En san Mateo y en el Salmo 145 pobres en el espíritu es término que abarca a ricos y pobres. Y en Jesús, debe ir acompañado de una pobreza efectiva. Jesús nos presenta en las Bienaventuranzas los valores que han de guiar nuestra vida cristiana: pobreza, mansedumbre, llorar con los que lloran, hambre y sed de justicia, misericordia, limpieza de corazón, trabajar por la paz, soportar la persecución por la causa de Cristo y de su Reino. Valores todos contrarios a los poderes de este mundo, que no son los que nos han llevado a formar parte de la comunidad cristiana, desde luego, sino la pura gracia de Dios escogiendo lo débil del mundo, de modo que nadie pueda gloriarse en presencia del Señor.

«Vuestra recompensa será grande en los cielos» (Mt 5,12): Comenta con su proverbial sagacidad san Agustín: «La fe verdadera asegura que nos ha sido enviado el Salvador del mundo, pues a Cristo le predica el mismo Cristo, es decir, el cuerpo de Cristo extendido por todo el orbe. El, es cierto, estaba en el cielo, pero decía al perseguidor que le atormentaba en la tierra: ¿Por qué me persigues? (Hechos 9,4). De esta manera expresó el Señor que estaba también en nosotros […] El mismo que es nuestra cabeza es el salvador de su cuerpo. Así, pues, Cristo predica a Cristo, el cuerpo predica a su cabeza, y la cabeza protege a su cuerpo. Por eso el mundo nos odia, según oímos de boca del mismo Señor. No se dirigía sólo al reducido número de apóstoles al decir que el mundo los odiaría y que deberían alegrarse cuando los hombres calumniasen y dijesen toda clase de mal contra ellos, porque, por eso mismo, su recompensa sería mayor en los cielos (cf. Mt 5,11.12)» (Sermón 354, 1).

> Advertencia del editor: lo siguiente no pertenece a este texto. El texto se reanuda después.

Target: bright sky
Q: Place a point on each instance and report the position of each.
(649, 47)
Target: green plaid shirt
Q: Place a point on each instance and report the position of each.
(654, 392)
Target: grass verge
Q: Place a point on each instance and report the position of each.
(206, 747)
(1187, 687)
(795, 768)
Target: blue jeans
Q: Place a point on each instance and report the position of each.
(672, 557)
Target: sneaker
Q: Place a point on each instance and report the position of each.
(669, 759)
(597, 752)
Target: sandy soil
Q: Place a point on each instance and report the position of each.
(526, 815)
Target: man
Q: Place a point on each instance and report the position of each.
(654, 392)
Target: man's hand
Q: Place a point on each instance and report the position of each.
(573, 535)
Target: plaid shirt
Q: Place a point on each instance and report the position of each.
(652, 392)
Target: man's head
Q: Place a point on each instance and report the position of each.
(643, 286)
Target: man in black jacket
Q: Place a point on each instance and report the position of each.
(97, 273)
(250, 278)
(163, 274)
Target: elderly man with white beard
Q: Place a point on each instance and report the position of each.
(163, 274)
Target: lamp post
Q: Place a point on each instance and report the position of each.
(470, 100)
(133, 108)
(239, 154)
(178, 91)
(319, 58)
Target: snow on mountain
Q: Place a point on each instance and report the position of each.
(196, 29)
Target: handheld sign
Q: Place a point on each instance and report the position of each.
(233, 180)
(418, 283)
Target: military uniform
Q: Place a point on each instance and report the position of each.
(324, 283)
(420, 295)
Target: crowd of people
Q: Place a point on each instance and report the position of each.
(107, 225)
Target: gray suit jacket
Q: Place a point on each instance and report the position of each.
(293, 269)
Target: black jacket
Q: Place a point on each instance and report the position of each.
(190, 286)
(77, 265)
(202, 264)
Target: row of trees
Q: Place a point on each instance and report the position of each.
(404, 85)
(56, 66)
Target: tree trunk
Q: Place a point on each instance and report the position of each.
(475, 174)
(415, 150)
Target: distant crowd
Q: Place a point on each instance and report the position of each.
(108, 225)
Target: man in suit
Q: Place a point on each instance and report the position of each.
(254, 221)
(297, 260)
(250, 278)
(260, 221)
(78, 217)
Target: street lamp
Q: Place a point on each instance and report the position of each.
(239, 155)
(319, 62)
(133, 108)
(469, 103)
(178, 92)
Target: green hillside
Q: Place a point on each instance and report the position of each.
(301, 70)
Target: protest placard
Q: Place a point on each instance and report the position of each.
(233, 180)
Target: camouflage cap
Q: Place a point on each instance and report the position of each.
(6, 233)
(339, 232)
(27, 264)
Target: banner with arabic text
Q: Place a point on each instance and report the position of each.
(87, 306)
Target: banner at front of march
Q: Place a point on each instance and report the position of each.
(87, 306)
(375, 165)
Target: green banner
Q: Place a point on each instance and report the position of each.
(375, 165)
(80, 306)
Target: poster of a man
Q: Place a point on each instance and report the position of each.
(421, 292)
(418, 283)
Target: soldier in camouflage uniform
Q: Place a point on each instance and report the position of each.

Buen comentario agustiniano para estos tiempos que corren, de proteicas actitudes y horizonte incierto. Cuando se insiste por activa y por pasiva, por ejemplo, en que los cristianos son hoy los más perseguidos en el mundo, suministrando a la vez cifras escalofriantes, habrá que recordar, y revivir, y meditar la dulce queja del glorioso Jesús al perseguidor Saulo.

Hay, por otra parte, pero en el mismo orden de cosas, un sinfín de personas en búsqueda de la felicidad por diversos caminos y formas: espiritualidad oriental, yoga, filosofías modernas… Nosotros sabemos que Jesús es el Hijo de Dios, que tiene palabras de vida eterna. Fiémonos plenamente de Él y encontraremos en sus palabras un sentido pleno para llenar nuestra vida y ser dichosos. Sí: Dichosos los pobres en el espíritu, porque de ellos es el reino de los cielos (Salmo 145).



«El domingo –nos dice el Concilio—es el fundamento y el núcleo de todo el año litúrgico» (Sacrosanctum Concilium, 106). Y ya desde el principio ha procurado recordarnos que «Dios […], cuando llegó la plenitud de los tiempos, envió a su Hijo, el Verbo hecho carne, ungido por el Espíritu Santo, para evangelizar a los pobres y curar a los contritos de corazón, como “médico corporal y espiritual”, Mediador entre Dios y los hombres» (Sacrosanctum Concilium, 5). El domingo, siendo así, es también, cómo no, glorioso y oportuno día de luz y amor, de aleluya y Pascua, para que Dios nuestro Padre nos siga acogiendo en su Hijo glorioso, sin dejar de repetir a la vez la bella y dulce frase del salmista: Dichosos los pobres en el espíritu, porque de ellos es el reino de los cielos.